What it is and where it’s used: Left Right Double Arrow with Stroke is part of the Symbols family (block: Arrows). If you need styled or decorative alternatives, try our Fancy Text tool to generate compatible text that works in most modern interfaces.
History & usage: The character U+21CE, named Left Right Double Arrow with Stroke, belongs to the Arrows block. In history, such symbols emerged to show bidirectional movement and to guide readers through steps or menus. In practice, users see it as a cue for direction, navigation, or choice in diagrams, forms, and user interfaces. This glyph often signals that a flow can go in either direction or that a control will move the focus between options. When used in documents, it helps map relationships between items or indicate a lap in a process. In digital work, it supports quick comprehension in toolbars, dialogs, and assistive text. Copyglyph users can explore related items in the Categories area to compare other arrow types, or visit the Tools page to see how symbols are organized for easy reuse. For checks on visual similarity, see the Confusables section. This history and usage guide keeps the focus on clarity and consistency in both print and digital contexts.
Copy and input: the quickest method is to copy the character here. You can also insert it by its codepoint U+21CE in many development tools or editors. Some operating systems provide a character viewer or input palette that lets you search by name or code and insert the glyph into documents.
Display and fallback: if you see an empty box (tofu) or a placeholder rectangle, the active font might not include this codepoint. Switching to a font with broader Unicode coverage or using a fallback font usually fixes the issue. On the web, ensure the page’s font stack includes a general‑purpose fallback.
Related references: browse the Categories for similar characters. When choosing a symbol, prefer the official codepoint for semantic clarity and better compatibility with search, copy, and accessibility tooling.

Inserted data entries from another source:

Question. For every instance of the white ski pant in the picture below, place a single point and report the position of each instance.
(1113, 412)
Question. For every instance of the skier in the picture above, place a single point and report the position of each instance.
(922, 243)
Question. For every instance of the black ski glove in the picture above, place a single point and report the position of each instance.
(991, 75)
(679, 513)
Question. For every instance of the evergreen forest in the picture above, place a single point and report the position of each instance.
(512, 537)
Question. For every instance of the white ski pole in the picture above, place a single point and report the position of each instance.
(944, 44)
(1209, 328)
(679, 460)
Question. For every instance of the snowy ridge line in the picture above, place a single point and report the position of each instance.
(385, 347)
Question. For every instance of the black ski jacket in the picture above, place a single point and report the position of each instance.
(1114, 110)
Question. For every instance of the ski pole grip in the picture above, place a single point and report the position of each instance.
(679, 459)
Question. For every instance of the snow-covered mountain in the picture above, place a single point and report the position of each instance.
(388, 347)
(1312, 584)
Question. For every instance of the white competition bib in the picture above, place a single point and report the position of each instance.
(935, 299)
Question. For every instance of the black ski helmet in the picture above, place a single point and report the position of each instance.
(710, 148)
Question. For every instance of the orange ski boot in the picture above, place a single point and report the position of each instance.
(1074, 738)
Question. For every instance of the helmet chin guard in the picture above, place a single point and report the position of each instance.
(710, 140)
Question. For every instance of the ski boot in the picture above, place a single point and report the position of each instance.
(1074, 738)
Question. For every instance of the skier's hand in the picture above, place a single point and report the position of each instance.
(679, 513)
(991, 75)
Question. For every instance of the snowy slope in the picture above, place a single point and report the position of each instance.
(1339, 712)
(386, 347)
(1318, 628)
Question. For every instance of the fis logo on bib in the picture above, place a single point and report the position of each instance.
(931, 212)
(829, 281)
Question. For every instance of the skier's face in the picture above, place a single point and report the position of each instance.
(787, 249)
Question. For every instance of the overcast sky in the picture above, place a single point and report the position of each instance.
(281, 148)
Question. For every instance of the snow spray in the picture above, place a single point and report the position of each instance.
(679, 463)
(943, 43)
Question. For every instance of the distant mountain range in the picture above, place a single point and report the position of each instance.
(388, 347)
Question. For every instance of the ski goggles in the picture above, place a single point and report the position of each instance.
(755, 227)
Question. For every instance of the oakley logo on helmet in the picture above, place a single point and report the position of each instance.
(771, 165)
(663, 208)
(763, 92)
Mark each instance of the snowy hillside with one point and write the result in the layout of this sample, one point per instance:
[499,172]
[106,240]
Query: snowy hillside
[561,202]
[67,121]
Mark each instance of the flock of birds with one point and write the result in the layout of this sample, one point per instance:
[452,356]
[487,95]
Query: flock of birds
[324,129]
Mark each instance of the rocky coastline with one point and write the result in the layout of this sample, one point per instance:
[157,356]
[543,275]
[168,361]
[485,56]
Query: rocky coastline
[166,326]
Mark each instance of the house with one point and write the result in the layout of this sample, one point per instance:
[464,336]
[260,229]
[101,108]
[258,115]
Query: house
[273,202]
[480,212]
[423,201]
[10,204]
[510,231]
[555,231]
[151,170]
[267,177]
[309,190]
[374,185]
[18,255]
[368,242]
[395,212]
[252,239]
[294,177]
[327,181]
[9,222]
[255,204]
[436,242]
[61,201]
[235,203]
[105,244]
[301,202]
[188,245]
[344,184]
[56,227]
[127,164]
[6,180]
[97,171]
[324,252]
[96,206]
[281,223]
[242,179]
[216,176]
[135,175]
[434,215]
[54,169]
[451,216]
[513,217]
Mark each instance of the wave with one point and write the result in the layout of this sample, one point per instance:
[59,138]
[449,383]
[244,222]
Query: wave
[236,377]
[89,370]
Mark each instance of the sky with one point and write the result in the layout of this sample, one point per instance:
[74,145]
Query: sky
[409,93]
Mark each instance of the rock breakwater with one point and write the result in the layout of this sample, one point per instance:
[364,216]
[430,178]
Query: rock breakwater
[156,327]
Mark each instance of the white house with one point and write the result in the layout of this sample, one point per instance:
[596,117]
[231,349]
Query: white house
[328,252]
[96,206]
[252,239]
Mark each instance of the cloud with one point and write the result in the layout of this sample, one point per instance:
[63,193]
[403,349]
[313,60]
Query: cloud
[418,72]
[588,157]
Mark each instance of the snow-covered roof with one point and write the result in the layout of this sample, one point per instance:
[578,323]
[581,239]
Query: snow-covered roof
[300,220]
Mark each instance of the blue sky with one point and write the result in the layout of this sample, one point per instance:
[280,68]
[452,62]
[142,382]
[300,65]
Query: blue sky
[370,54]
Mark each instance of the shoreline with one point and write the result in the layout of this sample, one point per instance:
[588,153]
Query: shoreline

Related confusable: view similar characters.
Technical details
- Codepoint:
U+21CE - General Category:
Sm - Age:
1.1 - Bidi Class:
ON - Decomposition:
21D4 0338 - Block:
Arrows - Script:
Common - UTF-8:
E2 87 8E - UTF-16:
21CE - UTF-32:
000021CE - HTML dec:
⇎ - HTML hex:
⇎ - JS escape:
\u21CE - Python \N{}:
\N{LEFT RIGHT DOUBLE ARROW WITH STROKE} - Python \u:
\u21CE - Python \U:
\U000021CE - URL-encoded:
%E2%87%8E - CSS escape:
\21CE
How to type / insert
Fast copy: click the Copy button near the top of this page.
By codepoint: in many editors and IDEs, you can insert via the Unicode code U+21CE or a built‑in character picker.
HTML: use the numeric entity ⇎ (hex) or ⇎ (decimal) when an HTML entity is needed.
Compatibility & troubleshooting
Font support: if the symbol does not render, the current font likely lacks this codepoint. Choose a font with broad Unicode coverage or allow a fallback font.
Web pages: ensure your CSS font stack includes a general fallback; avoid relying on images for common symbols to preserve accessibility and copyability.